Controversial Study Casts Doubt on Sugar Consumption Guidelines

By Jill Drachenberg, Editor, AHC Media

A new study casting doubt on sugar consumption guidelines is causing plenty of controversy.

The study looked at guidelines for reducing sugar intake from the World Health Organization, the U.S. Department of Agriculture, and the U.S. Department of Health and Human Services, and six other international agencies. Researchers found that guidelines were based on “low-quality evidence” and do not meet criteria for “trustworthy recommendations.”

“All of the reviewed guidelines suggested a decrease in consumption of nonintrinsic sugars. Although the overall direction was consistent, the rationale and evidence used to make each recommendation were inconsistent,” the study authors wrote. “This lack of evidentiary consistency, with various health concerns cited, creates confusion for practitioners and the public about the role that sugar plays in health.”

But the study is coming under fire due to the funding source — the International Life Sciences Institute, an organization funded by companies such as Hershey’s, Kelloggs, Coca-Cola, General Mills, and other food and agro companies. Critics see the study as an attempt by the food and sugar industries to cast doubt on nutritional guidelines recommending lower sugar consumption, and on the role of sugar in obesity and chronic health conditions.

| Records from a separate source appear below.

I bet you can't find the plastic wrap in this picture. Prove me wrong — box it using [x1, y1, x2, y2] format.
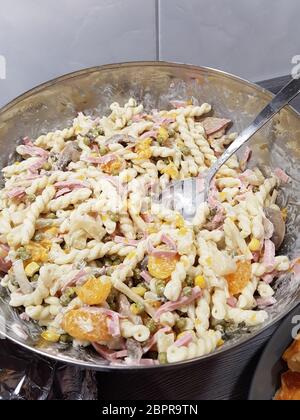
[0, 340, 98, 400]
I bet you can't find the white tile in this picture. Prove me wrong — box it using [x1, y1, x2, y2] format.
[0, 0, 156, 105]
[159, 0, 300, 80]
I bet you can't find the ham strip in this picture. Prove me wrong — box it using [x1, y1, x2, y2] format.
[114, 235, 140, 246]
[28, 156, 48, 174]
[140, 270, 152, 284]
[256, 297, 277, 309]
[274, 168, 291, 184]
[201, 117, 231, 136]
[170, 99, 187, 109]
[0, 257, 12, 274]
[155, 286, 202, 320]
[17, 142, 49, 158]
[263, 239, 275, 272]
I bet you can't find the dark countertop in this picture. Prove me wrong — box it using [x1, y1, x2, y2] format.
[0, 76, 300, 400]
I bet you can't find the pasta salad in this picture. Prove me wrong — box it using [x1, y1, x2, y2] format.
[0, 98, 290, 365]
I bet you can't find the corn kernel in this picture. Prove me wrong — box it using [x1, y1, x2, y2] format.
[194, 276, 206, 289]
[157, 127, 169, 143]
[25, 262, 40, 277]
[248, 238, 260, 252]
[175, 214, 184, 228]
[281, 207, 288, 221]
[131, 286, 147, 297]
[41, 330, 60, 343]
[205, 257, 212, 267]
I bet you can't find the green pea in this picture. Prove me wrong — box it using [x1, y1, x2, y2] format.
[59, 334, 73, 344]
[158, 352, 168, 365]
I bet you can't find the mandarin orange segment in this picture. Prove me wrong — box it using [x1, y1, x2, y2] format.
[225, 261, 251, 296]
[148, 255, 179, 280]
[76, 276, 111, 305]
[62, 308, 111, 342]
[101, 157, 123, 175]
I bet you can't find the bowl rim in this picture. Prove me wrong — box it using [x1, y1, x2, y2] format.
[0, 61, 300, 373]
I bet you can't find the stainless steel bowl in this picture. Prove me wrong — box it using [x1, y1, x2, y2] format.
[0, 62, 300, 370]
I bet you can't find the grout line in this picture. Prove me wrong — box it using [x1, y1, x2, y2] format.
[155, 0, 160, 61]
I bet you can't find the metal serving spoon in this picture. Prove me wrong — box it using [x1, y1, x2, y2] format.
[159, 78, 300, 220]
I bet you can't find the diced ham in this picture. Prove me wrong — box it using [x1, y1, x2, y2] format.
[252, 251, 260, 262]
[174, 333, 193, 347]
[54, 180, 89, 189]
[55, 188, 72, 198]
[227, 296, 238, 308]
[6, 187, 26, 199]
[160, 233, 177, 251]
[201, 117, 231, 136]
[291, 258, 300, 277]
[28, 157, 48, 173]
[114, 235, 140, 246]
[274, 168, 291, 184]
[140, 270, 152, 284]
[170, 100, 187, 109]
[262, 271, 278, 284]
[155, 286, 202, 319]
[0, 257, 12, 274]
[17, 143, 49, 158]
[23, 136, 33, 146]
[263, 239, 275, 272]
[81, 153, 117, 165]
[125, 358, 159, 366]
[240, 146, 252, 171]
[256, 297, 277, 309]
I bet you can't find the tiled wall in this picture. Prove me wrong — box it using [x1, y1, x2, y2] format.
[0, 0, 300, 105]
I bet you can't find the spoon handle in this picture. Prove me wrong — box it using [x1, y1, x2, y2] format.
[206, 78, 300, 185]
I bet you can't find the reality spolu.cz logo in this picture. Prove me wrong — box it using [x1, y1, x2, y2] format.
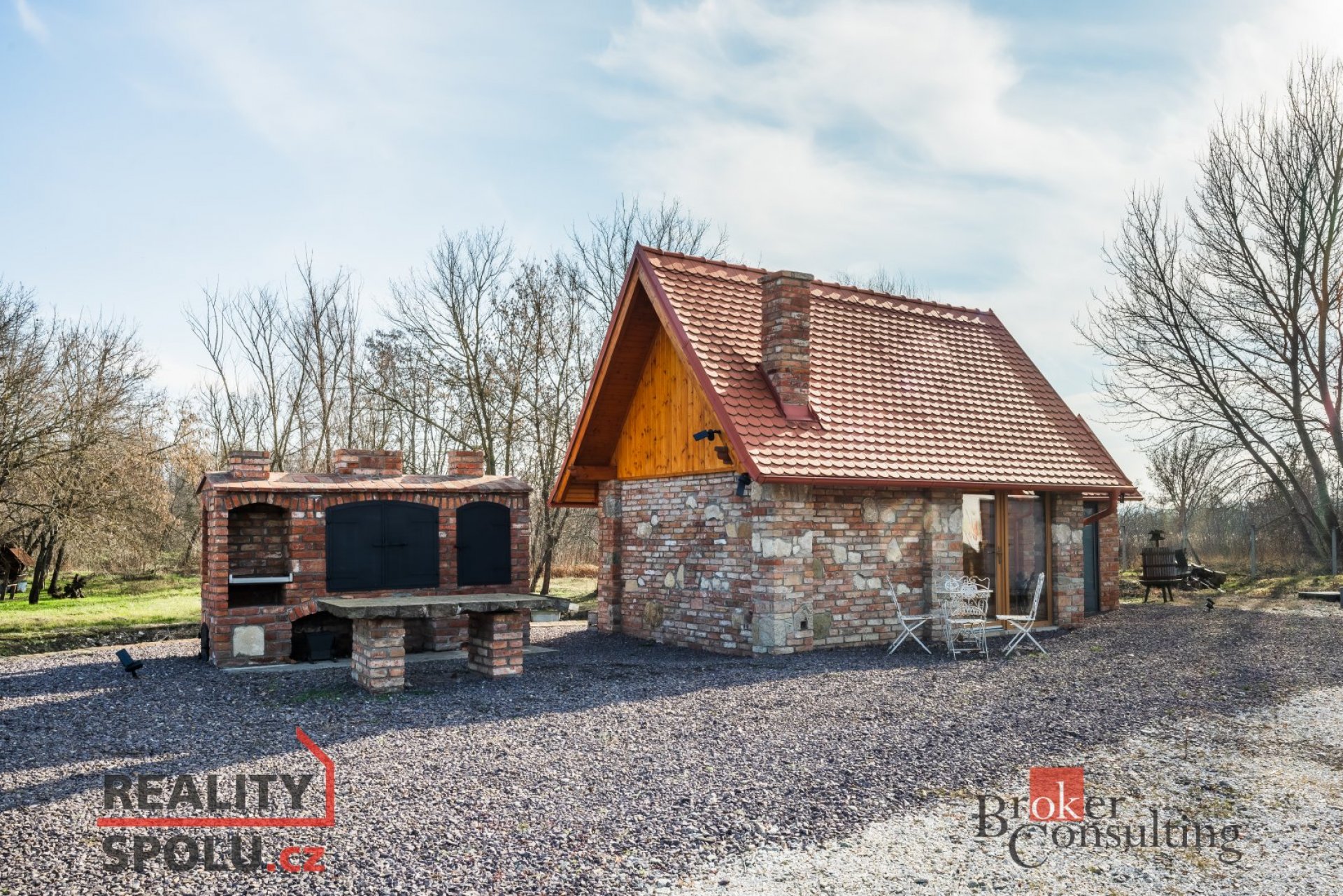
[975, 766, 1244, 868]
[97, 728, 336, 873]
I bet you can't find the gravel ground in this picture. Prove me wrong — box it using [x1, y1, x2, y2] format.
[676, 679, 1343, 896]
[0, 604, 1343, 895]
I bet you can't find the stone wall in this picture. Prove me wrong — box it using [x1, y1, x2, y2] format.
[1041, 495, 1086, 629]
[597, 471, 752, 653]
[597, 473, 1101, 654]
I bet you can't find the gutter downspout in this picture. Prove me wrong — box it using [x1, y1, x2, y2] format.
[1083, 490, 1120, 528]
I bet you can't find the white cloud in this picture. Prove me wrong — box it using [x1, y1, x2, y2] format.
[13, 0, 50, 43]
[597, 0, 1343, 476]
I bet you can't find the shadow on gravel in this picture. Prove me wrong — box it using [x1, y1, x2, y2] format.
[0, 604, 1343, 880]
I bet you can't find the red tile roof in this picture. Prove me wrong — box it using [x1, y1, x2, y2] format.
[631, 247, 1133, 492]
[196, 471, 532, 492]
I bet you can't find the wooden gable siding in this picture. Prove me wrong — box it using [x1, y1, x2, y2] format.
[611, 329, 733, 480]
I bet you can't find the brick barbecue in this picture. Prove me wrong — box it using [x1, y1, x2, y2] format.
[200, 448, 546, 690]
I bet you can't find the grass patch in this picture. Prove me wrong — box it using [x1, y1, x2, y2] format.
[0, 574, 200, 655]
[539, 578, 596, 604]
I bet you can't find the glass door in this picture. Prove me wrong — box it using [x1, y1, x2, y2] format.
[998, 493, 1049, 620]
[960, 492, 1051, 622]
[960, 495, 999, 596]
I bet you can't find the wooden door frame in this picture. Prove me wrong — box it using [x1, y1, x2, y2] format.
[994, 490, 1054, 625]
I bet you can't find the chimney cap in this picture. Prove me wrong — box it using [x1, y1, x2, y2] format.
[760, 270, 815, 283]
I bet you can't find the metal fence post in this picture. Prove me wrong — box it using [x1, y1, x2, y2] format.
[1251, 522, 1258, 579]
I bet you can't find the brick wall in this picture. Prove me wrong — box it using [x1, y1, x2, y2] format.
[200, 489, 529, 667]
[760, 271, 811, 407]
[597, 471, 751, 653]
[228, 504, 289, 576]
[809, 488, 928, 648]
[349, 619, 406, 693]
[1096, 513, 1118, 613]
[597, 473, 1101, 654]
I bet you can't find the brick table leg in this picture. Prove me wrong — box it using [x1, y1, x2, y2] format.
[426, 614, 466, 650]
[466, 611, 524, 678]
[349, 619, 406, 693]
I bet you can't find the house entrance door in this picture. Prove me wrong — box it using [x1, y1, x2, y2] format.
[960, 492, 1051, 622]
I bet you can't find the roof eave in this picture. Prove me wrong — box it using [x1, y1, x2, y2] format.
[752, 473, 1142, 499]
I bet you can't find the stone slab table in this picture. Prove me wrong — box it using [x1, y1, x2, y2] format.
[315, 594, 555, 693]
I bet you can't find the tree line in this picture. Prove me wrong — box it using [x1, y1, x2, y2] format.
[0, 197, 727, 600]
[1080, 54, 1343, 562]
[188, 197, 727, 592]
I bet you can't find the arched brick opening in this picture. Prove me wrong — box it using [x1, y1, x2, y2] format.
[228, 501, 292, 607]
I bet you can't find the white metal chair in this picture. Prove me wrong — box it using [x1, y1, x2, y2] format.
[883, 579, 932, 655]
[998, 572, 1045, 657]
[944, 579, 990, 660]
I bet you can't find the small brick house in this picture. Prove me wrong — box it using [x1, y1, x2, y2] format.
[200, 448, 529, 671]
[550, 247, 1137, 653]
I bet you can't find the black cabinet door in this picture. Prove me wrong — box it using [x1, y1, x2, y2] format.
[327, 501, 439, 591]
[327, 501, 383, 591]
[457, 501, 513, 584]
[383, 501, 438, 588]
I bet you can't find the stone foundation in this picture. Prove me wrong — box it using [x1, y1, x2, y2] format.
[466, 611, 525, 678]
[349, 619, 406, 693]
[425, 616, 467, 650]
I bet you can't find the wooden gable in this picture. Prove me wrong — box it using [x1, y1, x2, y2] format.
[611, 329, 732, 480]
[550, 266, 734, 506]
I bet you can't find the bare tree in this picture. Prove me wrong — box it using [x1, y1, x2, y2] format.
[569, 196, 728, 322]
[390, 228, 523, 474]
[1147, 430, 1234, 550]
[508, 258, 597, 594]
[187, 258, 361, 470]
[1081, 55, 1343, 556]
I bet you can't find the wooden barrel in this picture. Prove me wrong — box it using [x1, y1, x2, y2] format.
[1143, 547, 1188, 579]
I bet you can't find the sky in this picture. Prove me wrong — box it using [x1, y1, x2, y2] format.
[0, 0, 1343, 481]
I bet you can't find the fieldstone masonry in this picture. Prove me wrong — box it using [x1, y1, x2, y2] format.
[597, 473, 1101, 654]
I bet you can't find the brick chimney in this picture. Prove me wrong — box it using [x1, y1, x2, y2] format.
[228, 451, 270, 480]
[447, 451, 485, 478]
[332, 448, 404, 478]
[760, 270, 813, 420]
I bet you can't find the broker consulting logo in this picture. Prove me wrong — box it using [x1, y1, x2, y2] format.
[97, 728, 336, 874]
[975, 766, 1245, 868]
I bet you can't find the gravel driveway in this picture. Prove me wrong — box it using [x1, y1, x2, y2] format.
[0, 604, 1343, 895]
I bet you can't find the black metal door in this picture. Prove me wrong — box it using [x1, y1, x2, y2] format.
[457, 501, 513, 584]
[327, 501, 438, 591]
[383, 501, 438, 588]
[1083, 502, 1100, 616]
[327, 501, 383, 591]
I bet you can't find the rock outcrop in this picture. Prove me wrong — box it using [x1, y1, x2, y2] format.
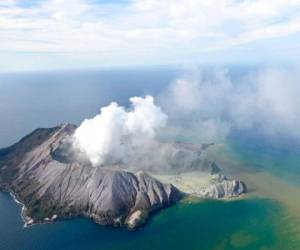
[0, 124, 183, 228]
[0, 124, 246, 229]
[201, 174, 247, 199]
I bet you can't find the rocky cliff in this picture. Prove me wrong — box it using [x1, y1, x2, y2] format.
[0, 124, 183, 228]
[0, 124, 245, 229]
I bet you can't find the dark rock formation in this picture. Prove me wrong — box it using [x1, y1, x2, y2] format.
[0, 124, 183, 228]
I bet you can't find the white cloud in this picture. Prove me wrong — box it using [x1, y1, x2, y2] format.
[74, 96, 167, 165]
[160, 65, 300, 142]
[0, 0, 300, 53]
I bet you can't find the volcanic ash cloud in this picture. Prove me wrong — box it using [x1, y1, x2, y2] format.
[73, 96, 168, 166]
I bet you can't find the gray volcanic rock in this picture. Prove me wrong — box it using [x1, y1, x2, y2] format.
[0, 124, 183, 228]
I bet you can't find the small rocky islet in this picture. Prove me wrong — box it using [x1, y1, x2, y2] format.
[0, 124, 246, 229]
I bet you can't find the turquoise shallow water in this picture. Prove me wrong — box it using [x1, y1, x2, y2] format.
[0, 67, 300, 250]
[0, 193, 297, 250]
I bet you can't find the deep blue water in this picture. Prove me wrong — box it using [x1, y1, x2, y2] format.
[0, 68, 300, 250]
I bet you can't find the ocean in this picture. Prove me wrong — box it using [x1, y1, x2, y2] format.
[0, 68, 300, 250]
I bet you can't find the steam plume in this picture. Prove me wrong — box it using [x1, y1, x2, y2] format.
[74, 96, 167, 165]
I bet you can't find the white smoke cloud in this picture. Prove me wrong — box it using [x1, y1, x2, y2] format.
[74, 96, 168, 165]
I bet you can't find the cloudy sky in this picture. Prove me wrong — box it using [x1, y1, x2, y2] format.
[0, 0, 300, 72]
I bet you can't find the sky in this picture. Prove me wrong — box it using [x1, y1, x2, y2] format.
[0, 0, 300, 72]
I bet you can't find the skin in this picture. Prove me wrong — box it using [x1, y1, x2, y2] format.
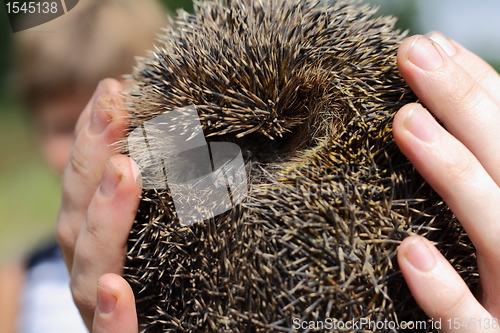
[393, 33, 500, 332]
[57, 33, 500, 333]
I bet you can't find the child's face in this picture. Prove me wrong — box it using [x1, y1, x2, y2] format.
[36, 91, 89, 175]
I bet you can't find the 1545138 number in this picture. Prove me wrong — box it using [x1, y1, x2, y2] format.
[6, 1, 57, 14]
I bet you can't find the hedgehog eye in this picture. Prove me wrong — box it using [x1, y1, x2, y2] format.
[128, 105, 247, 225]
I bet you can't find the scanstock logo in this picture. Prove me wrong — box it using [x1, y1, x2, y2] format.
[127, 105, 248, 226]
[3, 0, 79, 32]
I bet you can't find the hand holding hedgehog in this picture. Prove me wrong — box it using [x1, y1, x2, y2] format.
[393, 33, 500, 326]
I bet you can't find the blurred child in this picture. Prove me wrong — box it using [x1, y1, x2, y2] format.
[0, 0, 167, 333]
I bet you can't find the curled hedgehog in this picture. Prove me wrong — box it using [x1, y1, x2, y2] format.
[123, 0, 478, 332]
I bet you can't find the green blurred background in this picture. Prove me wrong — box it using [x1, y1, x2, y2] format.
[0, 0, 500, 264]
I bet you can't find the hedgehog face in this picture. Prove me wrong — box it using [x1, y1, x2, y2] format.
[124, 0, 476, 332]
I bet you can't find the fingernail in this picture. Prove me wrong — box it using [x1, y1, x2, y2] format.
[99, 160, 123, 197]
[403, 104, 441, 142]
[97, 282, 117, 314]
[404, 238, 436, 272]
[425, 31, 457, 57]
[406, 36, 443, 71]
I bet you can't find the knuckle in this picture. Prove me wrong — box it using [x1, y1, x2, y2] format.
[69, 143, 91, 179]
[56, 220, 75, 251]
[438, 286, 468, 318]
[70, 277, 96, 312]
[443, 152, 475, 184]
[450, 80, 482, 111]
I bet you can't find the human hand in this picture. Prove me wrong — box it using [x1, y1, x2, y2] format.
[92, 274, 138, 333]
[393, 33, 500, 332]
[56, 79, 141, 332]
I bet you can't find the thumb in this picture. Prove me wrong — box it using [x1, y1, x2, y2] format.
[92, 274, 139, 333]
[398, 236, 493, 333]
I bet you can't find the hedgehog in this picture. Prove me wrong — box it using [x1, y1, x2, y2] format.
[122, 0, 478, 332]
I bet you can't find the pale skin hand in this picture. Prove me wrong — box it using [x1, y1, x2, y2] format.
[58, 33, 500, 333]
[56, 79, 141, 333]
[393, 33, 500, 332]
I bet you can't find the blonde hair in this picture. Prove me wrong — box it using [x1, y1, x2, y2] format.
[15, 0, 167, 109]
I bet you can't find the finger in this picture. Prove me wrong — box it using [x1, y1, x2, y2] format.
[426, 31, 500, 105]
[398, 36, 500, 184]
[71, 155, 141, 323]
[398, 236, 493, 333]
[56, 81, 127, 270]
[92, 274, 139, 333]
[393, 104, 500, 258]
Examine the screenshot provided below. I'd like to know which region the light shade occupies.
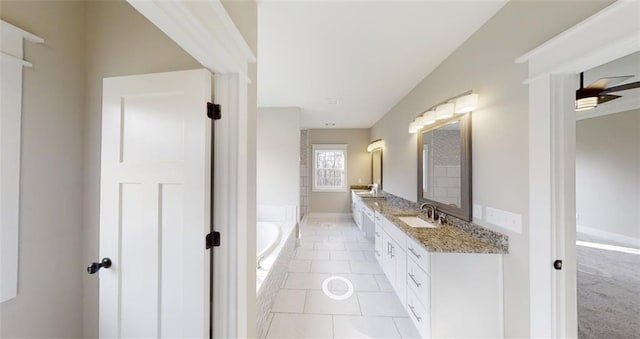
[436,102,453,120]
[576,97,598,111]
[455,93,478,113]
[367,139,384,153]
[409,121,420,134]
[422,110,436,126]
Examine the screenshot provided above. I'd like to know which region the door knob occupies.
[87,258,111,274]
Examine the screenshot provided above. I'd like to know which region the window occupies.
[311,144,347,192]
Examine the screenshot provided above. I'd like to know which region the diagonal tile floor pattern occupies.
[267,217,419,339]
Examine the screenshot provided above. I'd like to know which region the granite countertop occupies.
[362,199,508,254]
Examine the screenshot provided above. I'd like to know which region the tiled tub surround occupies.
[256,205,298,336]
[256,230,297,338]
[370,192,509,254]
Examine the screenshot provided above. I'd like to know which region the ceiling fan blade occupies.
[598,94,622,105]
[600,81,640,94]
[585,75,633,89]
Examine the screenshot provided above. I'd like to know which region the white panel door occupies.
[98,70,212,338]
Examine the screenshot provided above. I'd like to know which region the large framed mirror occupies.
[418,114,472,221]
[371,147,382,190]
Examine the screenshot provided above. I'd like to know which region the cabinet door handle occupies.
[407,304,422,322]
[407,273,422,287]
[408,247,422,259]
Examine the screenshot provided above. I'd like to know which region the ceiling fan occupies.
[576,72,640,111]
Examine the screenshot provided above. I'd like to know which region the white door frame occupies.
[516,0,640,338]
[127,0,256,338]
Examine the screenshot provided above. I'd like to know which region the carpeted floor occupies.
[577,235,640,339]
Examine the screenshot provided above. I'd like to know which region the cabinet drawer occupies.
[373,211,387,227]
[406,290,431,338]
[407,254,431,306]
[362,203,374,220]
[382,218,407,251]
[407,237,431,274]
[373,225,384,262]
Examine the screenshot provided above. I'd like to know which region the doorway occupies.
[516,1,640,337]
[576,52,640,338]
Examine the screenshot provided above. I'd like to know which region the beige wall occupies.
[0,1,86,338]
[371,1,608,337]
[0,0,257,338]
[256,107,300,207]
[576,110,640,244]
[309,128,370,213]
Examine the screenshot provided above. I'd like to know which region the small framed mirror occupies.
[418,114,472,221]
[371,147,382,190]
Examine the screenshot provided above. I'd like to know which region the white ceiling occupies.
[258,0,506,128]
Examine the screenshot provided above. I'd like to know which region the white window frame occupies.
[311,144,349,193]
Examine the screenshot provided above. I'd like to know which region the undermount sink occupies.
[398,217,438,228]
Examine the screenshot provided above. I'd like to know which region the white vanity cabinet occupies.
[375,212,504,338]
[375,212,407,304]
[351,191,362,231]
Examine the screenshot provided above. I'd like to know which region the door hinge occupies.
[207,102,222,120]
[553,260,562,270]
[205,232,220,249]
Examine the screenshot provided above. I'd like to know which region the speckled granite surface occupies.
[362,194,509,254]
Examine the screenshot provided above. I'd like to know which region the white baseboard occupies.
[576,225,640,248]
[305,212,353,219]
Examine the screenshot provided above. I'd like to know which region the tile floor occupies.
[267,217,419,338]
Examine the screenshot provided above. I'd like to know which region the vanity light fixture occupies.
[409,91,478,134]
[422,110,436,126]
[455,93,478,113]
[367,139,384,153]
[436,102,453,120]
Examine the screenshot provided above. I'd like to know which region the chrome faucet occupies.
[420,202,436,221]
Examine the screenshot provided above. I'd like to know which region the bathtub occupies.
[256,205,297,291]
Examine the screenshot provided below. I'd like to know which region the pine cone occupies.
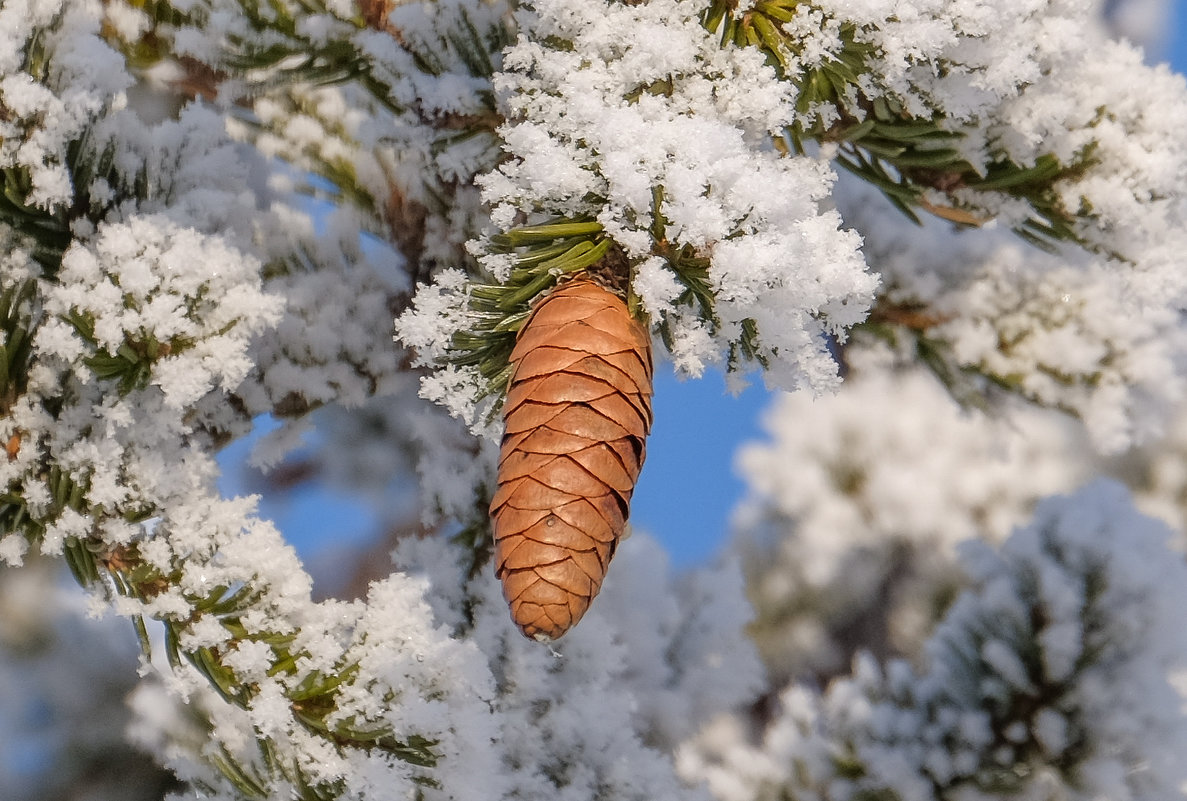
[490,278,652,641]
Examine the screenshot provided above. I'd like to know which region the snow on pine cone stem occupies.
[490,276,652,641]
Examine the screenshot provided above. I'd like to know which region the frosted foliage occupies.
[680,482,1187,801]
[472,0,876,387]
[0,560,172,801]
[838,169,1187,452]
[731,363,1087,678]
[396,535,761,801]
[0,0,1187,801]
[0,0,132,208]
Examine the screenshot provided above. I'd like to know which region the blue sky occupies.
[221,9,1187,576]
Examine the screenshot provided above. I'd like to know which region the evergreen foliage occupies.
[0,0,1187,801]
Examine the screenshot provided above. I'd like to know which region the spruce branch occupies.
[702,0,1093,249]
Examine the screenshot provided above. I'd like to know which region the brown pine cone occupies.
[490,278,652,641]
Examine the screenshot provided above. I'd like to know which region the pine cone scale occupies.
[490,279,652,640]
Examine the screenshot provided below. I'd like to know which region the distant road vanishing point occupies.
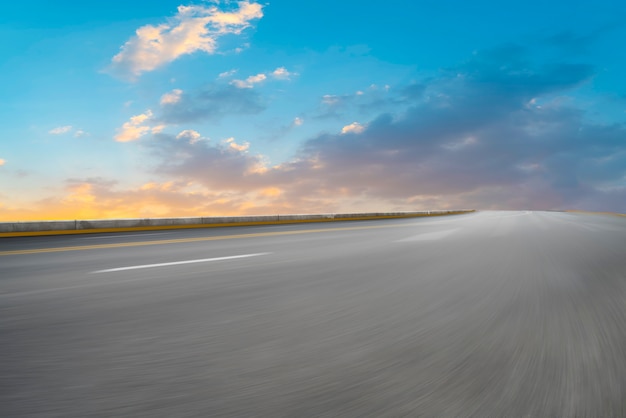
[0,211,626,417]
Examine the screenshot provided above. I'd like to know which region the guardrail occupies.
[0,210,474,237]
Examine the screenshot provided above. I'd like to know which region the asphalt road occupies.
[0,211,626,417]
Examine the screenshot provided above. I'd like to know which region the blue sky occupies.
[0,0,626,220]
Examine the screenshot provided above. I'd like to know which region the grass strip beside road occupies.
[0,219,454,256]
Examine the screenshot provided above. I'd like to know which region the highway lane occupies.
[0,211,626,417]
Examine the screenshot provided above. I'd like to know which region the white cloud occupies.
[161,89,183,105]
[230,73,267,89]
[341,122,365,134]
[224,136,250,152]
[48,125,72,135]
[110,1,263,78]
[176,129,202,144]
[115,110,153,142]
[322,94,340,106]
[272,67,298,80]
[218,70,237,78]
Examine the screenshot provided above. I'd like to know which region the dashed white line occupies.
[91,253,271,274]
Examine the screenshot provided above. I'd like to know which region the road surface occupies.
[0,211,626,417]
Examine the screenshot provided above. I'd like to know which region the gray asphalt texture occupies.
[0,211,626,417]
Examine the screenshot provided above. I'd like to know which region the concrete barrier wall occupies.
[0,210,473,237]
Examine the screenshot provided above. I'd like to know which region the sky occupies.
[0,0,626,221]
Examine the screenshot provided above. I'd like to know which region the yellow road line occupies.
[0,219,444,256]
[0,211,472,238]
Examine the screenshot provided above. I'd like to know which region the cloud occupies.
[176,129,202,144]
[217,69,237,78]
[148,133,267,193]
[230,67,298,89]
[127,47,626,211]
[48,125,72,135]
[109,1,263,79]
[230,74,267,89]
[271,67,298,80]
[115,109,152,142]
[224,137,250,152]
[156,84,265,124]
[160,89,183,106]
[341,122,365,134]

The study also comes on the heels of an exposé of sugar industry funding bias in research in the 1960s to downplay the role of sugar in heart disease.

“I think the public and policymakers need to view any industry-funded research that could be averse to the industry’s bottom line with extreme skepticism,” says Stanton A. Glantz, PhD, co-author of the exposé and professor at the Phillip R. Lee Institute for Health Policy Studies at the University of California, San Francisco. “There is a difference between work that is funded by the NIH or the American Heart Association. It is being supported by organizations that have a fundamental interest in getting the answer correct. [Industry] has a fundamental interest in maximizing profits.”